Learning curve still apparent for Alvarez

MILWAUKEE -- With his 0-for-3 night Friday in Milwaukee, Pedro Alvarez saw his batting average dip below .200 for the first time in May. It's been a struggle for the Pirates third baseman this season, who entered Saturday's game with a .198 average and one home run in 2011.

Manager Clint Hurdle suggested an uptick in aggressiveness would force pitchers to become more creative against the No. 2 overall selection in the 2008 Amateur Draft.

"The majority of work on Pedro has been [an] early-away strike, and if he takes it, they go there again," Hurdle said. "Then ... they have all kinds of options. Thirty-four percent of his at-bats have been 0-2 counts, and that's very hard to hit. He knows the numbers. The only way you're going to get them to change is go out there that first time, whack one of those things and hit it to left-center field or over someone's head. Until you do, why would [a pitcher] change?"

Alvarez has still reached base in six straight starts and nine of his last 10, but his on-base percentage remains at .270 for the year.
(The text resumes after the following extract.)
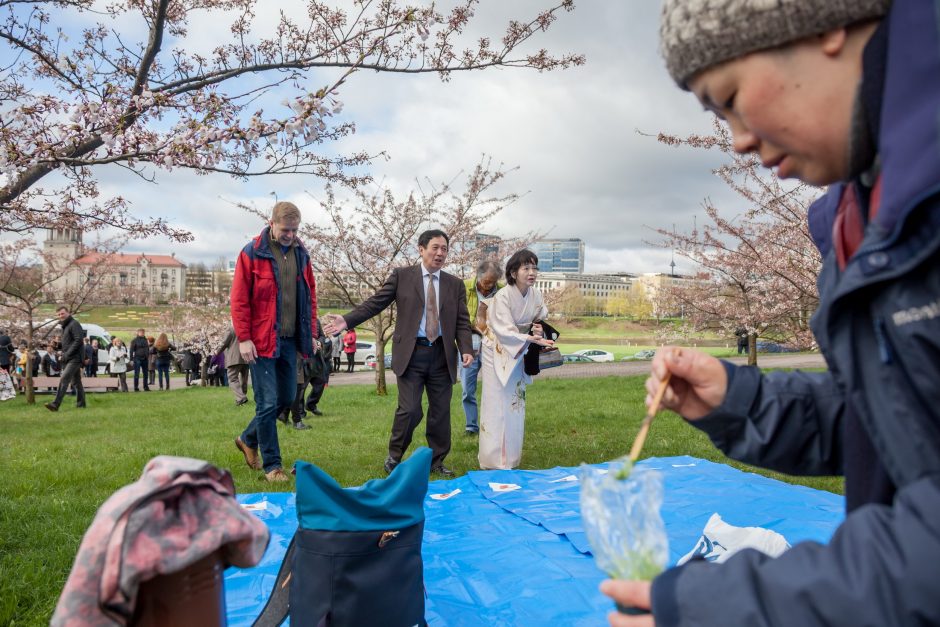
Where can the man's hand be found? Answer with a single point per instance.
(698, 384)
(247, 350)
(629, 594)
(335, 325)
"One of the comments was that people thought Pedro hitting seventh is not getting pitches to hit," Hurdle said. "Pitchers are absolutely going right after him without hesitation. One of the biggest fallacies, at least in my experience I've heard in the game, is that 'he has no protection around him.'

"There might be a handful of hitters in the game that actually get pitched around. Watching the teams I've been on, we've never talked about pitching around so-and-so. Bonds, yes. Pujols, yes. You might have a series where 'this guy won't beat us.' If he's hitting seventh, it's not going to be that guy."
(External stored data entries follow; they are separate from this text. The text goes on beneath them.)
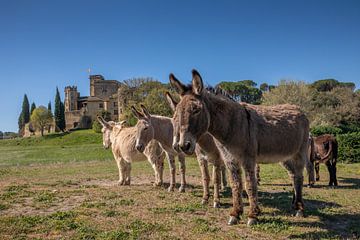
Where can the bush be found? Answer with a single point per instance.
(349, 147)
(324, 129)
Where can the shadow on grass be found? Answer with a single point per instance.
(331, 223)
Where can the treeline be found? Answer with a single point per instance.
(41, 118)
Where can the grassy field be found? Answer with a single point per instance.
(64, 186)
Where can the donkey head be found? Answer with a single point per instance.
(191, 117)
(145, 130)
(107, 129)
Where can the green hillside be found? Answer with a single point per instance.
(81, 145)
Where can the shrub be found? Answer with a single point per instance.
(325, 129)
(349, 147)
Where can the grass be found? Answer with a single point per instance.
(64, 187)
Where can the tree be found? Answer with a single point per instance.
(49, 106)
(96, 126)
(25, 114)
(33, 106)
(244, 91)
(59, 112)
(41, 118)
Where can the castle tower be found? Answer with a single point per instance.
(93, 80)
(71, 98)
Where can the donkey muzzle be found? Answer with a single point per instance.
(140, 147)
Alvarez was involved in one of the more memorable defensive plays Friday, when Ryan Braun lined a sharp grounder to third base with runners at second and third in the fourth inning. Brewers pitcher Yovani Gallardo, the baserunner at third, scored on the play to give Milwaukee a 3-2 lead. Alvarez noticed Rickie Weeks off the bag at second and tossed over, initiating a rundown that ended with a rugged collision between Weeks and Ronny Cedeno, which led to both benches emptying.

None of that would have happened at all if Alvarez had tried for the out at home.

"We were playing back, so if a ball's hit to him, it's, 'get an out,'" Hurdle said. "If the ball's scorched to him and it's in your glove and the pitcher's two steps removed from where he was ... his feet were tangled but on that particular play, but you untangle your feet, the pitcher is 65 feet from home.

"Rule of thumb will tell you take the outs early and take the runs off the board late, but that ball was hit so hard. That's why you know through the experience of playing at this level, the speed of the game, a lot of new things can happen from time to time. Whether you handle them right or wrong, the experience is garnered. ... The last place I would anticipate the ball to go in that situation was second. Playing back, you think, 'I'll get the out at first.' On one side, he had some awareness around him. He felt that guy was far enough off to make a play."